Donald at the Bat – Day 1157, How Viruses Think

Day 1157, How Viruses Think 

 

If you were a virus, what would you do?

You’re used to the fact that no one likes you,

Which makes it much harder to reproduce,

Once you are let out and free to run loose.

 

If you were a virus, how would you think,

Devising new tactics that will hoodwink

A new host to make you, then to infect

Another, and so on, spreading unchecked?

 

Don’t kill your hosts quickly; that is unwise.

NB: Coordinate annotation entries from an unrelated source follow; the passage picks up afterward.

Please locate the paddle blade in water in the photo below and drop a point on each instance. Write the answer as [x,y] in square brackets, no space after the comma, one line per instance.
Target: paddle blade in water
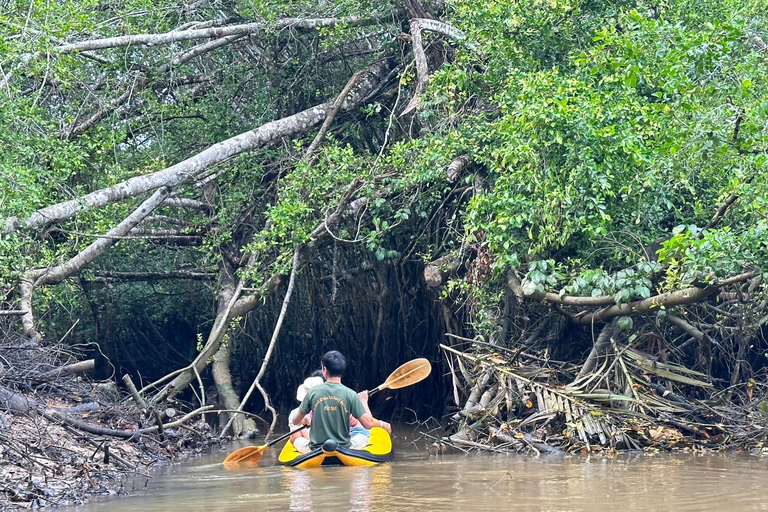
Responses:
[410,373]
[247,454]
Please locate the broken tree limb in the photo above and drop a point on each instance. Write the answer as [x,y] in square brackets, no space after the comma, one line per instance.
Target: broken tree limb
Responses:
[422,72]
[58,417]
[268,354]
[437,272]
[239,306]
[196,166]
[79,367]
[598,348]
[309,155]
[666,300]
[214,32]
[513,281]
[35,278]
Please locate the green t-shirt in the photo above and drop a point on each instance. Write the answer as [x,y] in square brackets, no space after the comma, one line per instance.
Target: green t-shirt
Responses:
[331,404]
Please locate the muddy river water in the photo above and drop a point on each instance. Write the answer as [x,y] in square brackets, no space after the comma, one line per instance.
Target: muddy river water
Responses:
[417,482]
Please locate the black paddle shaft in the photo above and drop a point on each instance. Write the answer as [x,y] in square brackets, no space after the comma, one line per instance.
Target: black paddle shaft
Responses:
[286,435]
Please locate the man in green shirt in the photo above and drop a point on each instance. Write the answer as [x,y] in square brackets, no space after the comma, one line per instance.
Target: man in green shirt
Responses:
[331,404]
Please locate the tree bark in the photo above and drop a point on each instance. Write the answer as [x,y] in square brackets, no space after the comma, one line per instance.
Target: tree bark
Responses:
[194,167]
[214,32]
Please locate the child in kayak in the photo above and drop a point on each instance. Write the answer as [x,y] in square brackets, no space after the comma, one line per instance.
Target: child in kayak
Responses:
[331,405]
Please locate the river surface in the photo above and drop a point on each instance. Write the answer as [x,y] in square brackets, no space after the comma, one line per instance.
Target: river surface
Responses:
[414,481]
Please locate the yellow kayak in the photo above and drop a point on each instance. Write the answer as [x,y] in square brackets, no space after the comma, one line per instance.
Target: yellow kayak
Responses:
[378,450]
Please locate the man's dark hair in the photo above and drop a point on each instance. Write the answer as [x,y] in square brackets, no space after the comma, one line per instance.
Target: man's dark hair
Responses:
[335,362]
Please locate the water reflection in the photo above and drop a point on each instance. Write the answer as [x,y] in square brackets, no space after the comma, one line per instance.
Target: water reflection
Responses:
[368,487]
[414,482]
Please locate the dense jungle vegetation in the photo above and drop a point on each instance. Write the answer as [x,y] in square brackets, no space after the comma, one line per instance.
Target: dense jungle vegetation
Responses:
[574,191]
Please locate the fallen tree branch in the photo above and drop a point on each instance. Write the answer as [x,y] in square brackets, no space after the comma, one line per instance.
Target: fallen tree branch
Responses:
[513,281]
[79,367]
[268,354]
[309,154]
[215,32]
[196,166]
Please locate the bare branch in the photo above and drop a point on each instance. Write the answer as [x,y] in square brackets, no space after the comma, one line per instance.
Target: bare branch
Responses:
[513,281]
[214,32]
[665,300]
[194,167]
[422,72]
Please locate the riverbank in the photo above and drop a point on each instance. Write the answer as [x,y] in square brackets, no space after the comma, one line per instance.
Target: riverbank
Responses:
[65,438]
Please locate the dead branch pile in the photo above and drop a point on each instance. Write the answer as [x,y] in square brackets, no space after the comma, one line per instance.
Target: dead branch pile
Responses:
[64,437]
[631,399]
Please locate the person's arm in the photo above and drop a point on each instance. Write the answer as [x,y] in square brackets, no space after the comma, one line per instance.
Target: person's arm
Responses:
[366,419]
[300,418]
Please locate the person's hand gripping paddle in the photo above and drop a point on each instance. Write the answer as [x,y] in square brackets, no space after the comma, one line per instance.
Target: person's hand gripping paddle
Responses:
[406,375]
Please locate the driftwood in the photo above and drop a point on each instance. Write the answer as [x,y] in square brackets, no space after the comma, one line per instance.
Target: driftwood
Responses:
[58,417]
[79,367]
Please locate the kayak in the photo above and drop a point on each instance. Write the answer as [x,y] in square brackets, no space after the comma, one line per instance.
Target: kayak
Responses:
[378,450]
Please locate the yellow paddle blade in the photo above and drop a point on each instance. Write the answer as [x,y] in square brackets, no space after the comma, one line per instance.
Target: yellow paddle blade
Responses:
[247,454]
[288,453]
[379,443]
[410,373]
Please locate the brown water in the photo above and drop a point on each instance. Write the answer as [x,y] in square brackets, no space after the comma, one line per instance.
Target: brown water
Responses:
[416,482]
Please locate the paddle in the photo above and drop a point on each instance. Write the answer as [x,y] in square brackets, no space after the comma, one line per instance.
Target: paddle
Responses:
[253,453]
[407,374]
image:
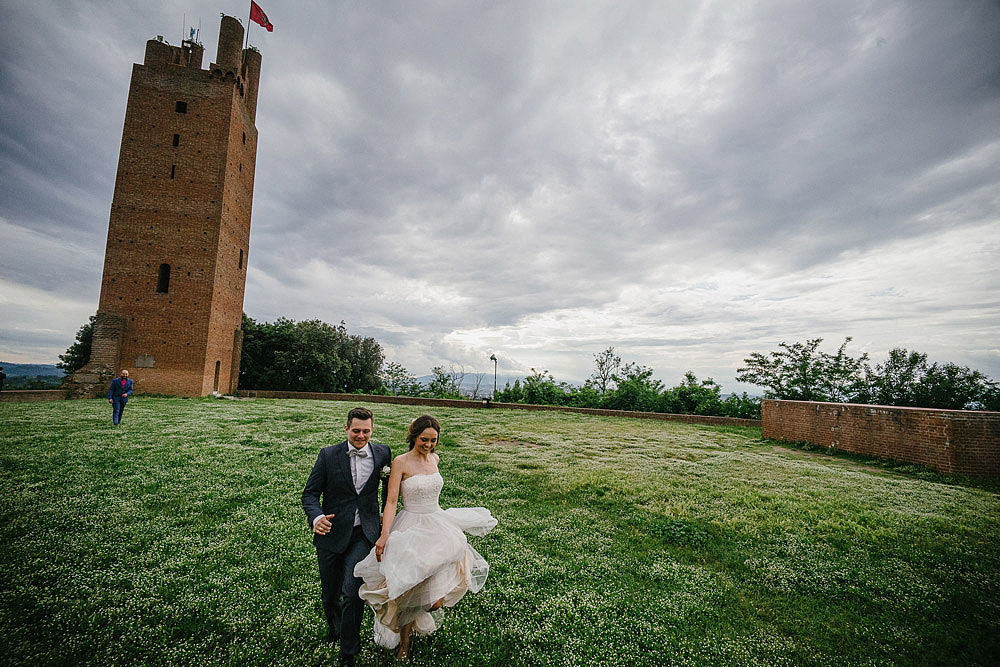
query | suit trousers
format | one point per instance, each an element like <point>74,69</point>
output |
<point>117,409</point>
<point>341,603</point>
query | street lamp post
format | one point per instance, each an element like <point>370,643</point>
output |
<point>493,358</point>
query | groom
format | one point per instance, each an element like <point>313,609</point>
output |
<point>346,523</point>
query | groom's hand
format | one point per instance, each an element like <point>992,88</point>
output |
<point>322,525</point>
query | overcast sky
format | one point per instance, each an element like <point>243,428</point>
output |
<point>686,181</point>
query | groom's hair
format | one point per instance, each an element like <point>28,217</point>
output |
<point>360,413</point>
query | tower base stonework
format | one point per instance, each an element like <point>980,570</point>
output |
<point>105,358</point>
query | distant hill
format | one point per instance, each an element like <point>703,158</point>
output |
<point>31,370</point>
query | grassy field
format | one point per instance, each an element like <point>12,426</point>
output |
<point>178,539</point>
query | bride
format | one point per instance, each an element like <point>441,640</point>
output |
<point>422,561</point>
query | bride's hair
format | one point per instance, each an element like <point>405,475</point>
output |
<point>419,425</point>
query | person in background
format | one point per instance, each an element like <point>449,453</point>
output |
<point>118,394</point>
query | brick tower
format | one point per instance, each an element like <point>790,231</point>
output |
<point>175,265</point>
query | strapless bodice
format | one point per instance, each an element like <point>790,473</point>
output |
<point>420,493</point>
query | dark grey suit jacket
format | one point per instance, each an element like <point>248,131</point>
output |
<point>330,490</point>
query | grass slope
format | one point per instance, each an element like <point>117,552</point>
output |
<point>178,539</point>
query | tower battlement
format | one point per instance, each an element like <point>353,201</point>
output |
<point>179,230</point>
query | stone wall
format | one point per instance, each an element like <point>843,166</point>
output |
<point>454,403</point>
<point>958,442</point>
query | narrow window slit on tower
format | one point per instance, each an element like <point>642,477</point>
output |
<point>163,280</point>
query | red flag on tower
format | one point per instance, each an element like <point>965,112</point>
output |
<point>258,16</point>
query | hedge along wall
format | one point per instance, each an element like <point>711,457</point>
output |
<point>958,442</point>
<point>458,403</point>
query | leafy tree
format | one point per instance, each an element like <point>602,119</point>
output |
<point>540,388</point>
<point>955,387</point>
<point>895,381</point>
<point>444,384</point>
<point>606,364</point>
<point>636,389</point>
<point>741,406</point>
<point>78,354</point>
<point>800,372</point>
<point>308,356</point>
<point>693,397</point>
<point>398,381</point>
<point>511,394</point>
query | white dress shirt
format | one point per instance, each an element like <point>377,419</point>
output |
<point>361,470</point>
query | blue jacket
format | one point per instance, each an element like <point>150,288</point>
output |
<point>116,390</point>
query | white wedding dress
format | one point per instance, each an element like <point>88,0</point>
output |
<point>427,558</point>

When rapidly fatal, everyone dies.

You’ll run out of victims, whose cells you need;

Inside living cells is where you must breed.

 

Hosts make antibodies; don’t stay too long.

You need to be coughed out and passed along.

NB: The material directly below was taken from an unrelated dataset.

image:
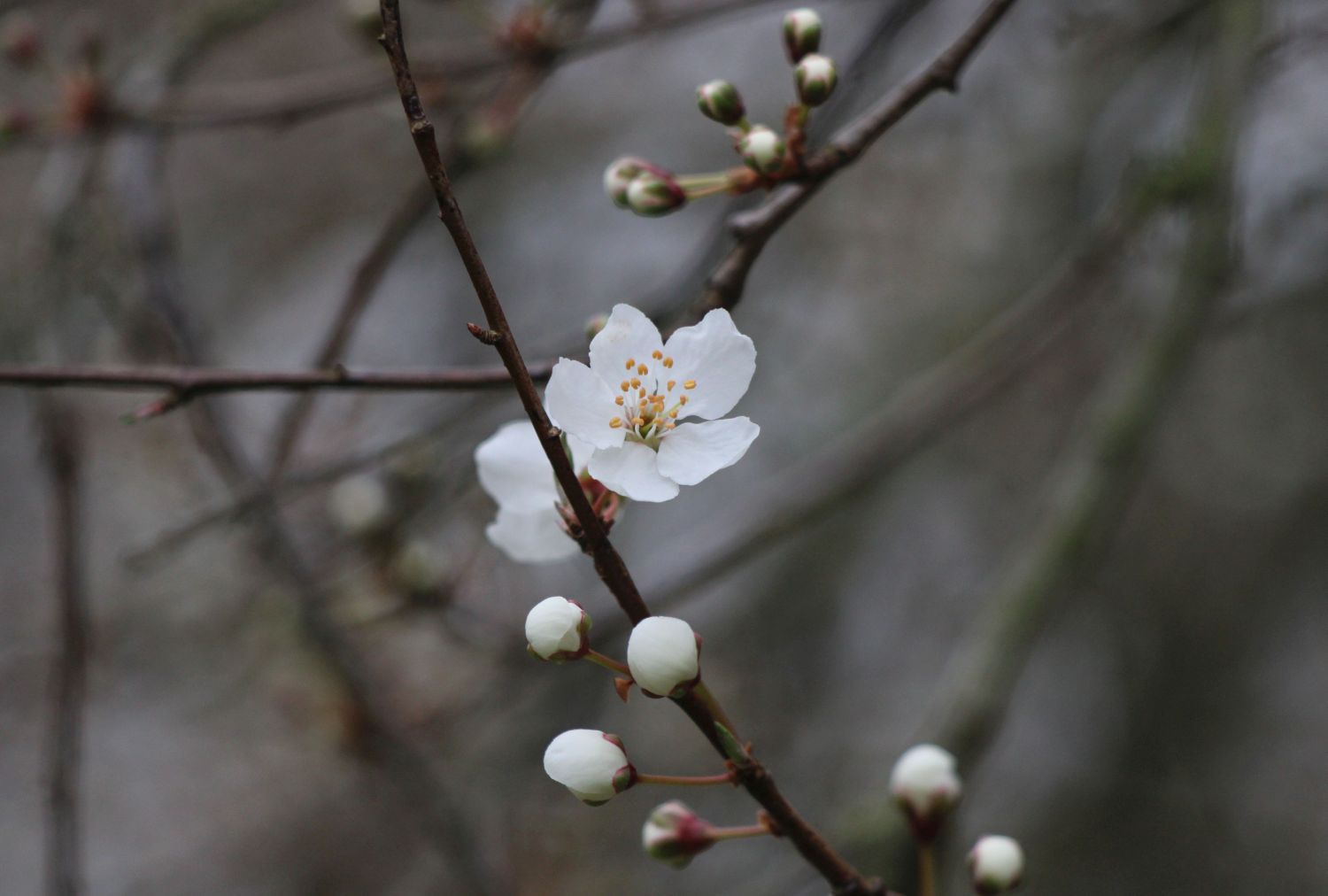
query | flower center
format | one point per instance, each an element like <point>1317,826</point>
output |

Or exit in mucus, semen, or shit,

Or all of the fluids hosts may emit.

 

Give hosts diarrhea, or make them sneeze.

Such symptoms are helpful, spreading disease.

Don’t make your hosts ugly; hosts must get close,

Which helps the sneezers to spray a big dose.

 

If hosts recover, then they are immune.

When herds get resistant, your end will come soon.

Then you must mutate before you come back,

Like influenza, a yearly attack.

 

That’s natural selection, like Darwin said.

With no variation, you’ll wind up dead.

Hosts make antibodies; microbes mutate.

The game continues; it’s never checkmate.